The expression on my mother’s face shifts from astonishment to confusion as she drops the cloth she was folding and pulls me further into her room, shutting the door behind her.
“Where did you hear that word?” she whispered.
Not sure why she was whispering, I lowered my voice when I asked, “Is it a bad thing?” my bravado faltering.
She must have sensed my apprehension. She cleared her throat and tried to compose herself.
“No, it’s not. I was just surprised. Who told you about it?” she prodded.
“I saw it in Daddy’s car.”
Once again, I watched the expression on her face change from astonishment to confusion to understanding. She shifts her already-folded clothes to make room and pats the space on the bed.
“Sit down…”
I do so with hesitation, my short legs causing me to stumble.
“Did you ask anybody else what you just asked me?”
I want to say that I asked Philomena, but my mother’s furrowed brows make me change my mind, and I quickly answer in the negative.
“Good!” her face flushed with relief.
“Something bad happened to mummy…” I interrupt my mother. She’s not done talking as I burst into tears.
My mother immediately puts me on her lap and attempts to pacify me whilst I stay wailing. When there are no tears left inside of me; just whimpers, I look up at my mother who’s rocking me in her arms the whole time.
“Will you go to a far place like Philomena’s mummy?” I sniffle.
My friend, Philomena had lost her mother the year before and as a six-year-old child who didn’t understand the gravity or finality of death, I believed she had gone to a far place. I didn’t want my mummy to go too.

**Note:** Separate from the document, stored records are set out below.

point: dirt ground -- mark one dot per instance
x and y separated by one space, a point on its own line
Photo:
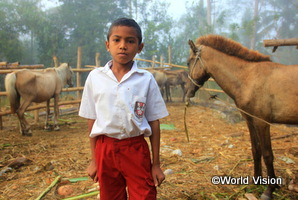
216 147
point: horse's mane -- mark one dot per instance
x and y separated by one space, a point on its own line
231 47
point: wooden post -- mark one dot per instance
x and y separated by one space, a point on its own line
36 114
1 122
79 63
170 54
153 63
55 59
161 61
97 59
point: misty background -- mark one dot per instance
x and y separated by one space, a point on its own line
33 31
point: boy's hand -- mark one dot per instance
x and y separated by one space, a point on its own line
158 175
92 171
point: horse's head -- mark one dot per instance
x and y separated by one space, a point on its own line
197 70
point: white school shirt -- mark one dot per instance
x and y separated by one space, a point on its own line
121 109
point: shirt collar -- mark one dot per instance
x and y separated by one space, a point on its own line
133 69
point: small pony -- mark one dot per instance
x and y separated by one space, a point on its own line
264 91
36 86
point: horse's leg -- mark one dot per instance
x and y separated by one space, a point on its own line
24 125
183 91
255 147
56 112
47 127
265 139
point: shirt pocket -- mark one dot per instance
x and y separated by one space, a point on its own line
139 107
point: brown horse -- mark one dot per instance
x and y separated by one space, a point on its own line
266 91
36 86
174 78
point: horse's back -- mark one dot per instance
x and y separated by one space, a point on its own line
272 93
36 86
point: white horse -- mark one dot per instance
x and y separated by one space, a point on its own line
36 86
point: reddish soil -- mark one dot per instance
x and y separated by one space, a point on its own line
216 147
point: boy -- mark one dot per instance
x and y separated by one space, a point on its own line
123 104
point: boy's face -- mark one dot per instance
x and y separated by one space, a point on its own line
123 44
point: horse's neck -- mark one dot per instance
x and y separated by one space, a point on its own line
226 70
61 74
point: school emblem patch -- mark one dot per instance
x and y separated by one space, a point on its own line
139 109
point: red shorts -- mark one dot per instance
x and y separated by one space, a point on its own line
124 166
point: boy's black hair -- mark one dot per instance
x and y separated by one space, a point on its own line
126 22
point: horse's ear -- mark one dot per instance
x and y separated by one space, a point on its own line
193 46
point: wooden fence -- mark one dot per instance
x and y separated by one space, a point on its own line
6 68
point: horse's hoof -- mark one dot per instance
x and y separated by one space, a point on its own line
265 197
27 133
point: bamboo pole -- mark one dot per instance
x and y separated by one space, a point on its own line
97 59
57 179
79 61
55 60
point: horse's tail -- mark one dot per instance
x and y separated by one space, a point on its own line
12 93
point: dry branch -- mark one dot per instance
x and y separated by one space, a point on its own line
284 136
281 42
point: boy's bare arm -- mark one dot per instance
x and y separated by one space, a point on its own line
157 173
92 169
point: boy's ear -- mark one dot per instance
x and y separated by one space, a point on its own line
107 45
141 46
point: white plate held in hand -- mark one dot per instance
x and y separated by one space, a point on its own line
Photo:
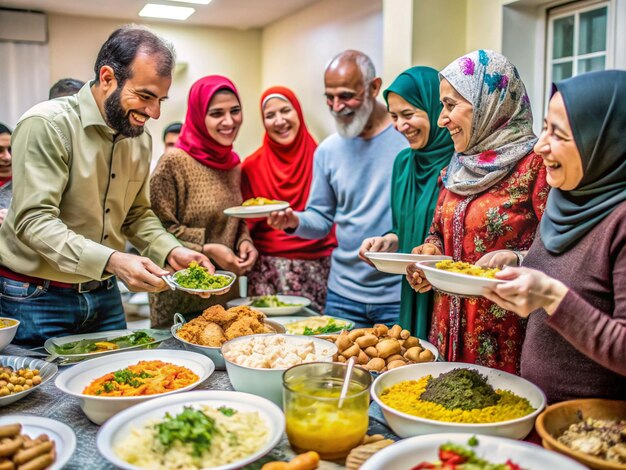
396 263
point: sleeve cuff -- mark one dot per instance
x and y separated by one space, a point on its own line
93 260
159 248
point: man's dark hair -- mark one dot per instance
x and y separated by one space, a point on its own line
65 87
4 129
123 45
173 127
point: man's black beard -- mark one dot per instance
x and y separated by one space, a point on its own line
117 119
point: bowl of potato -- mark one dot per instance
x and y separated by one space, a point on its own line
380 348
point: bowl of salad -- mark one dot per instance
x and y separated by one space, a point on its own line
466 451
273 305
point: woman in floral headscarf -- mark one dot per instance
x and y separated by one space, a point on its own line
194 183
493 196
282 169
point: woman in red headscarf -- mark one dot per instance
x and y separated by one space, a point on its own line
282 169
192 185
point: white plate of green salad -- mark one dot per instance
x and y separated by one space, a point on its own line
197 279
319 325
77 347
272 305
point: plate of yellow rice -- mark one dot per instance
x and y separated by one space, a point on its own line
459 278
399 394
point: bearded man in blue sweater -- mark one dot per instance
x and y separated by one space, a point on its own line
351 190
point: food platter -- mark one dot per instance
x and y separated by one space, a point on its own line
456 283
47 370
396 263
120 427
298 303
171 281
98 409
255 212
408 453
52 344
62 435
318 320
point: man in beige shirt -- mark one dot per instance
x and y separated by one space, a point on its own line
80 172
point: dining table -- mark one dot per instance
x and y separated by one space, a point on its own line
50 402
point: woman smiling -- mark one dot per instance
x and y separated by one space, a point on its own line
282 169
413 103
572 287
493 197
192 185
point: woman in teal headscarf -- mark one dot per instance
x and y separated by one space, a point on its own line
413 103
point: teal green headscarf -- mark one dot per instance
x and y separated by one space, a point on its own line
414 189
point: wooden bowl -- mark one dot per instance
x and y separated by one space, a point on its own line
557 418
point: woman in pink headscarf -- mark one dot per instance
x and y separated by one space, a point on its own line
192 185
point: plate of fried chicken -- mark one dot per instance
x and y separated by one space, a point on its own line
206 333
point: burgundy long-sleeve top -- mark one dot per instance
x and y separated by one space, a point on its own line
580 351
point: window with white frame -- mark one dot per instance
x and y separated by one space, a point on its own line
579 39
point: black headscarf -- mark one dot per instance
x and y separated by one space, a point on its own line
596 108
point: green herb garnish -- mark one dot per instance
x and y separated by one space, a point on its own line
330 327
197 277
189 427
270 301
227 411
460 388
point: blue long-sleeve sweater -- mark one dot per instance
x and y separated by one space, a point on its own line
351 188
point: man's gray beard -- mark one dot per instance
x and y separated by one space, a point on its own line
355 128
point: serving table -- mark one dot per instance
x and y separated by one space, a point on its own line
50 402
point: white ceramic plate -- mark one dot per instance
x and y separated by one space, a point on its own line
47 370
158 335
255 212
170 280
406 425
285 321
396 263
408 453
62 435
117 428
97 408
274 311
456 283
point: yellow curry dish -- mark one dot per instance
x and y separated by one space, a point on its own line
259 201
461 267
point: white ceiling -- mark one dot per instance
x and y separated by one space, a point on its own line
242 14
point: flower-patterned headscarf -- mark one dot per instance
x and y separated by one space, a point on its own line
501 125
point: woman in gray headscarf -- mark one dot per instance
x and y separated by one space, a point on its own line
575 294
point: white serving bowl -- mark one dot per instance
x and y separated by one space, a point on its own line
268 383
98 409
212 352
8 332
406 425
396 263
406 454
47 370
456 283
119 427
302 302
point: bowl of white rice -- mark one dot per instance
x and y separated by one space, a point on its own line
242 429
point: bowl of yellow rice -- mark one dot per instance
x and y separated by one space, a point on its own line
398 393
457 277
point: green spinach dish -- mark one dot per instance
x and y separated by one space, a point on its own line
270 301
89 346
197 277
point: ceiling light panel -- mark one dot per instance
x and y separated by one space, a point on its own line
169 12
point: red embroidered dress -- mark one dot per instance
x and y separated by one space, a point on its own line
505 216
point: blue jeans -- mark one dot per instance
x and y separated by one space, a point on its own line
46 311
363 315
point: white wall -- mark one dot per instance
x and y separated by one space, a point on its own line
75 41
297 48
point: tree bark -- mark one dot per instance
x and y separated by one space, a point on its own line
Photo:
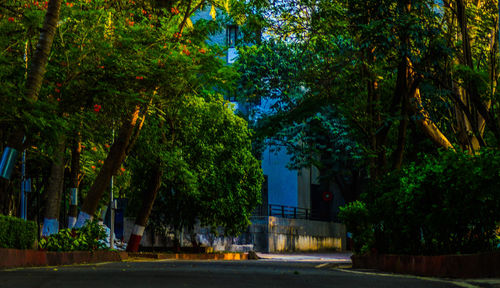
75 181
147 205
482 109
110 167
35 77
54 191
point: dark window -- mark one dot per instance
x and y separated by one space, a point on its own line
232 35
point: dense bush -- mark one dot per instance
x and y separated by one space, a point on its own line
448 203
89 237
357 220
17 233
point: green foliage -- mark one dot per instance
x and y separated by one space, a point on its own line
88 238
17 233
210 175
447 203
356 217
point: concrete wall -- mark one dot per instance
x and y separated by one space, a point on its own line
266 234
273 234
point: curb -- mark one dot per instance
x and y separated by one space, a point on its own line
190 256
12 258
484 265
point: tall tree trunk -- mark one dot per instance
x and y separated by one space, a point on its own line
110 167
75 180
481 107
34 82
54 191
147 205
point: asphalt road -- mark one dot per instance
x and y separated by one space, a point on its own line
220 274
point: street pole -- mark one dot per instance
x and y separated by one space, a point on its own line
111 217
111 210
23 184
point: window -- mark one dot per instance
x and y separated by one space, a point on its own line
232 35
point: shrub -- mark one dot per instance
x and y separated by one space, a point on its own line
17 233
448 203
356 218
88 238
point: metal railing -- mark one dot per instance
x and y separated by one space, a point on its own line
292 212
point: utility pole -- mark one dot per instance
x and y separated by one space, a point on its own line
112 209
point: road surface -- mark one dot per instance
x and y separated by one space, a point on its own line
221 274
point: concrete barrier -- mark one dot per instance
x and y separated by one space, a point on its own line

“No, not like that,” my mother reassured me.
“Then how? Are you injured?” I ask, scanning her body for visible wounds.
“Are you sick? Is Daddy taking you to the hospital?”
My mother chuckles, her humorous laugh making the room a bit brighter. “Calm down, which question do you want me to answer first?”
“Everything” I mumble, my face buried in my mothers’ arms.
“Okay, well, I’m not sick or injured. I had to go to the hospital, but I’m fine now”
“Why did you go to the hospital?” I squeeze my small face. Hospitals have wicked women with big chooku-chooku.
“You know how mummy was pregnant with Kambili and Sochi?”
“Yes, I remember!” My eyes light up immediately.
“Well, mummy was pregnant again.” She said.
I sit up in her arms, excited at the prospect of having yet another sibling to dot on. “Is mummy bringing another baby for me?”
“No, the baby -”
“Is the baby still inside you? Is it painful?” I did not notice the tears brimming at the corners of my mother’s eyes.
“CHIKAMSO!” she snapped.
“Sorry mummy,” I smile sheepishly, still oblivious to her dour demeanor.
“Mummy lost the baby,” her voice barely a soft whisper.
“I don’t understand?” I tilt my head sideways.
“Did the doctor throw it away? Or did you give it to somebody?”
“No,” she smiles, but it doesn’t reach her eyes. “Mummy did something bad so Jesus took the baby back.”
“What did mummy do?”
“Mummy didn’t want the baby,” my mother sighs deeply before continuing. “My dear, I don’t know but it happens like that sometimes.”
“I’m sorry, Mummy. Jesus will give you another one,” I affirm, still puzzled by the details.
“Thank you, my darling” she says as she hugs me. She kisses my forehead and asks me not to tell my father because “it is our little secret.”
Eager to have a secret with my mother, I nod my head in understanding as she pulls off my clothes in preparation to bath me.